Small talk is the cornerstone of any great client-therapist relationship, however, what your team must not do is focus too much on gossiping, losing sight of the need to return a profit for the business.
I visit salons on a regular basis – announced and sometimes undercover as a secret shopper – and I see the above happen all the time. So, now it is time for your therapy team to get the balance right.
As a therapist it is not your responsibility to worry about the customer’s budget (making an assumption that they do or don’t have money to spend) as, quite frankly, that is none of your business.
However, it is your job to advise and educate them on the various services available in your salon and what they might need for home use. Without your direction, the all-important client cannot make the best choices.
If there are any services on your price list that they need, tell them. If there are any products on your shelves that they need, tell them. It is time to watch your small talk and focus on selling.

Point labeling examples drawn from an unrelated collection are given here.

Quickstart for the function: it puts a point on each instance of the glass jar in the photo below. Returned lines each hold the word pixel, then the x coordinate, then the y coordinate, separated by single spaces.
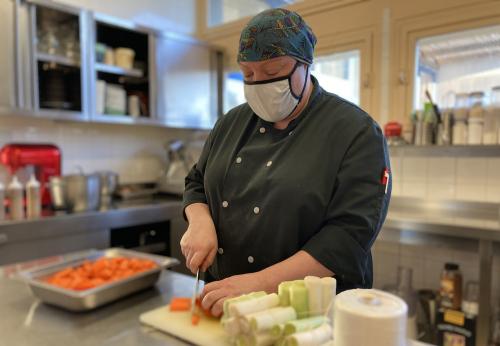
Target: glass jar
pixel 475 131
pixel 495 110
pixel 491 125
pixel 470 304
pixel 451 287
pixel 462 100
pixel 476 98
pixel 460 128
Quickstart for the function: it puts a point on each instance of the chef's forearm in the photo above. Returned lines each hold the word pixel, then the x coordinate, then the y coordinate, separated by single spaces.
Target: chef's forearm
pixel 295 267
pixel 197 212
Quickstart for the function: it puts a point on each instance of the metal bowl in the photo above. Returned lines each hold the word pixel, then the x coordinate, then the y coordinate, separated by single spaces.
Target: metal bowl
pixel 76 193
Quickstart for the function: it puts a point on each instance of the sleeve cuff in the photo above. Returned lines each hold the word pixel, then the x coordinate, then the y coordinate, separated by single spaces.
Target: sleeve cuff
pixel 334 248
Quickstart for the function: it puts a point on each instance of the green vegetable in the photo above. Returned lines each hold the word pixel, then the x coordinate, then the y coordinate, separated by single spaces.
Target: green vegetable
pixel 299 299
pixel 241 298
pixel 284 291
pixel 305 324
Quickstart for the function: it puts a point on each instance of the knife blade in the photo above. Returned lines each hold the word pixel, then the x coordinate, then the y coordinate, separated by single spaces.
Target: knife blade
pixel 195 294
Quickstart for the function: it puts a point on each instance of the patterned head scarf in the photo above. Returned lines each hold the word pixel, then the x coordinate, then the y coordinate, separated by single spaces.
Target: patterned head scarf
pixel 276 32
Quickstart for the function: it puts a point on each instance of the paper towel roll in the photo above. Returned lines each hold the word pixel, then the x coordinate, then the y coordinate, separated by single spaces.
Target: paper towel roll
pixel 369 317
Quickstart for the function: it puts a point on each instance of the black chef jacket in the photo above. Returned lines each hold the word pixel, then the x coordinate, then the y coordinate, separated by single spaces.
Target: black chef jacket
pixel 317 186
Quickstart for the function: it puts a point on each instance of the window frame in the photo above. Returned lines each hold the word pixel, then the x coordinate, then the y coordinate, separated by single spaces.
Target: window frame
pixel 362 41
pixel 408 31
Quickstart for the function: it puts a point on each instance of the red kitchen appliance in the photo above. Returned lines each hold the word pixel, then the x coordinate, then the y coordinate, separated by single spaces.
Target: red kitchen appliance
pixel 45 158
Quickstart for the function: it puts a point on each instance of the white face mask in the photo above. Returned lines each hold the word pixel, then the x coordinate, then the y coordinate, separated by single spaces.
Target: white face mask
pixel 273 100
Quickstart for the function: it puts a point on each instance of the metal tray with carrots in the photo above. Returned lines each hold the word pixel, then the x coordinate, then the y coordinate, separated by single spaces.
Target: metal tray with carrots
pixel 95 277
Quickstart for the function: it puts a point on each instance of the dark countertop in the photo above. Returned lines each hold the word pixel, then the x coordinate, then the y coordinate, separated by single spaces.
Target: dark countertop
pixel 62 232
pixel 25 321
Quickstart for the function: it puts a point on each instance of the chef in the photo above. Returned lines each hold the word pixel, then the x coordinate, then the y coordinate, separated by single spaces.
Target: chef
pixel 294 182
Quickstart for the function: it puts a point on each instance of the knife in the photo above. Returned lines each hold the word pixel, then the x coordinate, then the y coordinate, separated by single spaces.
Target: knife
pixel 195 294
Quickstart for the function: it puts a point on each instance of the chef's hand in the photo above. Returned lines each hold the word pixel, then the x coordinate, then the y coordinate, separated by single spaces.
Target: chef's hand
pixel 199 242
pixel 215 293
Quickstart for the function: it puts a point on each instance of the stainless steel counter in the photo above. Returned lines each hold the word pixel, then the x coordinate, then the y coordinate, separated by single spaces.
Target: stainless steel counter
pixel 24 321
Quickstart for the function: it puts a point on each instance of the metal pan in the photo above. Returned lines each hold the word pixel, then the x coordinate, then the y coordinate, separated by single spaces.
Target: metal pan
pixel 95 297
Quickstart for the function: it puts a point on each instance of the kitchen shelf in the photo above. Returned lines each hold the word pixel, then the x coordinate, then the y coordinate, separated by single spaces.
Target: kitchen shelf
pixel 57 59
pixel 118 70
pixel 447 150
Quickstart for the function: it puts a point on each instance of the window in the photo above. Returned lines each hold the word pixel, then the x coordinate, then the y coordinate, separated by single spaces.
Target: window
pixel 339 73
pixel 457 63
pixel 233 90
pixel 223 11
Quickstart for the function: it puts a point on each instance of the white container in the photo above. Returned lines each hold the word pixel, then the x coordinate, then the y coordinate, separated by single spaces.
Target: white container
pixel 116 99
pixel 459 132
pixel 134 106
pixel 15 197
pixel 124 57
pixel 33 199
pixel 475 131
pixel 2 205
pixel 490 129
pixel 100 96
pixel 109 56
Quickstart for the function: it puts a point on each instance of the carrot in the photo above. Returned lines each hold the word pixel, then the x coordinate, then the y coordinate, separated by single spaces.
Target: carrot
pixel 180 304
pixel 91 274
pixel 195 319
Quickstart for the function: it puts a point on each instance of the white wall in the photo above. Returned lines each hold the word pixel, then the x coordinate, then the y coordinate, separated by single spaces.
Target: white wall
pixel 171 15
pixel 136 153
pixel 448 178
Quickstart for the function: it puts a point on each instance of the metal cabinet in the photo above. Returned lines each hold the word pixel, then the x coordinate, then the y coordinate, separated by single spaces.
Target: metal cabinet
pixel 49 60
pixel 15 66
pixel 138 81
pixel 50 68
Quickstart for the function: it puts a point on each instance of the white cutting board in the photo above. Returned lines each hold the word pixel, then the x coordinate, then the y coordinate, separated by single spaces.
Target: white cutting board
pixel 208 332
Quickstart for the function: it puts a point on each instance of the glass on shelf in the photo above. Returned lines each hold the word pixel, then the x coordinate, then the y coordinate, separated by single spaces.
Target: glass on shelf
pixel 476 98
pixel 48 41
pixel 461 100
pixel 495 96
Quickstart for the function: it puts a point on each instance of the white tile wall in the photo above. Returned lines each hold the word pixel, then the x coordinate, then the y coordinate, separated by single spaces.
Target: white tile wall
pixel 135 152
pixel 445 178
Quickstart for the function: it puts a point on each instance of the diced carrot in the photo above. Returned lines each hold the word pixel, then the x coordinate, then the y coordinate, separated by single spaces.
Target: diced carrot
pixel 180 304
pixel 195 319
pixel 91 274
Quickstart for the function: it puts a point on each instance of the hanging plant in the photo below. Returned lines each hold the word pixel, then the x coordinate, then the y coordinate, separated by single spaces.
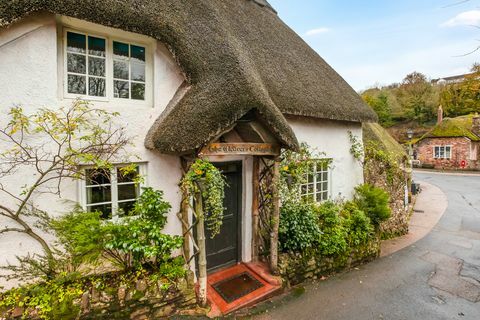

Think about it, what is your client’s favourite topic of conversation? It is them, not you. So stop boring clients with details of your personal life, which are none of their concern, and instead use this time wisely to include professional advice and information about the salon business you’re representing.
How do I balance the two?
The thing is, you can’t have one without the other. It’s easy to balance chit chat with professional communication, but too often therapists get the small talk right and forget about the business objectives. You need to listen and focus on your client’s needs, wants and desires first, with the small talk happening in between that to create a great overall experience.
Good communication should canvass feedback on your current services as well as finding out what might be needed in the future, interspersing this with great skincare and beauty advice that is linked to retail sales and repeat bookings for additional treatment services.
Your role as a beauty therapist is varied, covering: providing services that clients request and book in for; building a client base, filling a column so you become a financial asset within the business, selling the client the appropriate home care products, listening for buying signals and then closing sales; and rebooking, upselling and cross-selling services. You need to focus on all of this as well as being a good talker.
If you’re a financial asset to the salon then this becomes a win-win for everyone – the therapist runs a highly profitable column; the employer can meet the running costs of the business comfortably; and the client will be thrilled because, believe it or not, the more they spend with you, the happier they will be.